Poor Eleanor! I cannot say that with me John Bold was ever a favourite. I never thought him worthy of the wife he had won. But in her estimation he was most worthy. Hers was one of those feminine hearts which cling to a husband, not with idolatry, for worship can admit of no defect in its idol, but with the perfect tenacity of ivy. As the parasite plant will follow even the defects of the trunk which it embraces, so did Eleanor cling to and love the very faults of her husband. She had once declared that whatever her father did should in her eyes be right. She then transferred her allegiance, and became ever ready to defend the worst failings of her lord and master.

Unlike Little Nell she hasn’t the grace to die. Fortunately she is matched in wickedness by the Stanhope family and the apotheosis of the Scarlet Lady, daughter Madeline. The allegory is broad. Beautiful, seductive but crippled at the hands of her husband Neroni who is a Papal Count.
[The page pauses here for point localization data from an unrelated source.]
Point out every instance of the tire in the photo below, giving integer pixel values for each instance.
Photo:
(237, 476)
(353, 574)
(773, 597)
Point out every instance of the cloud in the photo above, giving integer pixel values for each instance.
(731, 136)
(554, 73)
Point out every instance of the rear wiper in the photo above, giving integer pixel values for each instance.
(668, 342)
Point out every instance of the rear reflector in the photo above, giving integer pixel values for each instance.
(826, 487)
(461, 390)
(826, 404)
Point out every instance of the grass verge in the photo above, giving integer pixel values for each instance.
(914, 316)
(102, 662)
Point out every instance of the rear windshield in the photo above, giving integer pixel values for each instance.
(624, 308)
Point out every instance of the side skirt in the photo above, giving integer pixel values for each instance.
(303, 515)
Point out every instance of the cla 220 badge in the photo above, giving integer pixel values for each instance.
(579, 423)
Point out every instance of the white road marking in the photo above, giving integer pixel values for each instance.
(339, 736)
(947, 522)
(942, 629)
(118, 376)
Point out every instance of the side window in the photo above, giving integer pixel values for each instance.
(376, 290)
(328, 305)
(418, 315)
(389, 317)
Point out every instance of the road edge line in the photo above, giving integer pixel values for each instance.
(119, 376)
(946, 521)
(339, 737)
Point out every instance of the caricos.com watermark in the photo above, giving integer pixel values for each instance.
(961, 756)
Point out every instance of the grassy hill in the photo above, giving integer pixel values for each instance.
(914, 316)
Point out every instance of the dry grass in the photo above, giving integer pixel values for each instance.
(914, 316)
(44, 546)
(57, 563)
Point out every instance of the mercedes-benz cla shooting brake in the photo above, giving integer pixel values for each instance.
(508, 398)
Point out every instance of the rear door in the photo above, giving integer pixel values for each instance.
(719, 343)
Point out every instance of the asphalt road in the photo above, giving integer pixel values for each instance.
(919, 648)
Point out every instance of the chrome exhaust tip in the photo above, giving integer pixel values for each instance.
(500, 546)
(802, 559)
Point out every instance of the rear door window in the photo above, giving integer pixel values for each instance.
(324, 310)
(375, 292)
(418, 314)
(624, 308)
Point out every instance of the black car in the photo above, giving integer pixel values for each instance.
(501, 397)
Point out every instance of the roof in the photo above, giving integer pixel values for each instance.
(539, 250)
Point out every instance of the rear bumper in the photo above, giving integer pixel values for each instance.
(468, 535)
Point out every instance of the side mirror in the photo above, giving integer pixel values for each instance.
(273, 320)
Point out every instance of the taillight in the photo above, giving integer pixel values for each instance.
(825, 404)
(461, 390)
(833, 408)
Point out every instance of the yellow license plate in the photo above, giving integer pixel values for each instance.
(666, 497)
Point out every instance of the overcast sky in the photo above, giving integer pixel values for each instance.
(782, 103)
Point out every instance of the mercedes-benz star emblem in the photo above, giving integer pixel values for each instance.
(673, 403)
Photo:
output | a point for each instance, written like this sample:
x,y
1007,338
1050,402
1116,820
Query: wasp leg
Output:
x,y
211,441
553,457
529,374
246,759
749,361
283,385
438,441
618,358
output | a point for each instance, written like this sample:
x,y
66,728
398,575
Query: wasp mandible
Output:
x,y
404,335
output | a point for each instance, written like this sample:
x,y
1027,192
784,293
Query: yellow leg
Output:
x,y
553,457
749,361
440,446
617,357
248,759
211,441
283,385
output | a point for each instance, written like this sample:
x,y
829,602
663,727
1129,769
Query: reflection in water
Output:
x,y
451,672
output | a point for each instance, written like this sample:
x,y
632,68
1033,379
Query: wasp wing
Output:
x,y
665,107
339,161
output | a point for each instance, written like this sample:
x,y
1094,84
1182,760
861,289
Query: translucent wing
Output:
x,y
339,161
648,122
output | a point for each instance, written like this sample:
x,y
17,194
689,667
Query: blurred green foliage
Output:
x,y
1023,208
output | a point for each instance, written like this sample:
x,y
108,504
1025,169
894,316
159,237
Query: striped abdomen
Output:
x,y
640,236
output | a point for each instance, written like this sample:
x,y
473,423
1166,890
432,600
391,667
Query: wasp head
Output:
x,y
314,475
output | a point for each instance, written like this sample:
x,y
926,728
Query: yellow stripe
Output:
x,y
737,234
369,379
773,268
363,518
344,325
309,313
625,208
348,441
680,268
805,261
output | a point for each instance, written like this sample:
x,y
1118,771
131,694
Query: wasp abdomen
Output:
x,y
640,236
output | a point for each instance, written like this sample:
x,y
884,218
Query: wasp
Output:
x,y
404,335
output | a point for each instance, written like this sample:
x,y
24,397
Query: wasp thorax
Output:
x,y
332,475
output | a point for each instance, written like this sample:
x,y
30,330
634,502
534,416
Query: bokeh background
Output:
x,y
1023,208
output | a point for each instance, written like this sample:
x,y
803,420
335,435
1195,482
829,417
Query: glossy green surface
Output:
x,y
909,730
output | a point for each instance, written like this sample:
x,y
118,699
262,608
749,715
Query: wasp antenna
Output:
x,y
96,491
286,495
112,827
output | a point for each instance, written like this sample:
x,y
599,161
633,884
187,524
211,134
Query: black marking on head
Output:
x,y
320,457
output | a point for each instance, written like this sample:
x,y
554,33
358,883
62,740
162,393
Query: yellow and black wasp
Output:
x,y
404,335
She is borne on a couch. You can’t get more papal than that. Arabin who dallied with Rome is a suitable victim. Slope slobbers over her hand too. Son Bertie, the aesthete, is well drawn and slightly quartered. From the life perhaps?

The other plot swamp for me was the Thorne family and their garden fete to welcome Mr. Arabin into his benefice. It had its moments as a delineation of snobbery and class but it went on too long. Trollope admits to us in his to the reader utterances that the last 50 pages is a push. I imagine him making a check list. Did I forget anyone?

For the Trollope fan the hymn is ‘O the transport so divine’. I may go on to the Palliser series next.